The nation Israel had an uncomfortable relationship with Egypt. Their identity was forged in their departure from Egypt (Hosea 11:1), and celebrated in the Passover meal, which they first ate as they left slavery there. But in times of hardship or threat, they were often tempted into dependence on Egypt rather than God (eg Jeremiah 42:13–16). Here, despite some produce evidently being available in the promised land (v 11), Israel, or Jacob, is resigned to relying on Egypt, even if it costs him his sons (v 14).
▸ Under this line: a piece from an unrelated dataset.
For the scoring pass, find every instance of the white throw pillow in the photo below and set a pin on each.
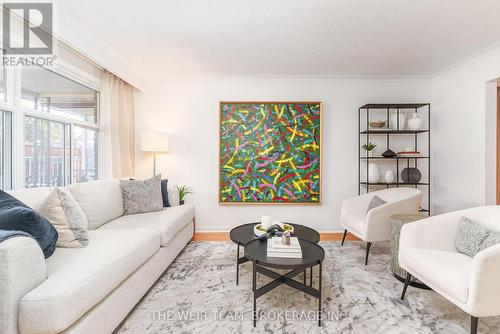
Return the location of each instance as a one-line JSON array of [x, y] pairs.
[[62, 211]]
The meal with Joseph dramatises the relationship between Israel and Egypt. There is an unbreachable divide between the brothers and Joseph ‘the Egyptian’ as food is brought from his abundant table to feed them (v 32). In this most intimate of scenes (see v 30) the bigger drama is being enacted. In the context of desperation for food, Esau had lost his birthright to Jacob (chapter 25). Israel the nation must beware that it does not repeat the mistake.
Author
Steve Silvester
Respond
Are you aware of a tendency to transfer your trust from God to something or someone else? Is there someone you could pray with about this?
Deeper Bible study
‘Lord, there is no one like you to help the powerless against the mighty. Help us, Lord our God, for we rely on you’.1
They’d put it off longer than was wise. The choice was now a risky return to Egypt or starvation. Never had Jacob and his family felt so powerless. Joseph held all the cards. They were foreigners who had no claim on Egypt’s grain supplies. Jacob was very reluctantly persuaded by Judah to let Benjamin go with them. Would he ever return? In Egypt they’d have to confess to finding their previous payment in their sacks. Simeon was in prison with no guarantee of his release. On arrival, the sequence of events seemed bizarre. Twice, we’re told, they ‘bowed down’ to Joseph (vs 26,28), a sign of submission, in fulfilment of his dream. Did they realise that? Taken to Joseph’s residence, they were treated to a lavish feast, at which the brothers were seated in order and Benjamin given five times as much to eat. It ended with them all being drunk (NIV’s polite, ‘they … drank freely with him’, v 34). They had no choice but to go along with it, but what did it all mean?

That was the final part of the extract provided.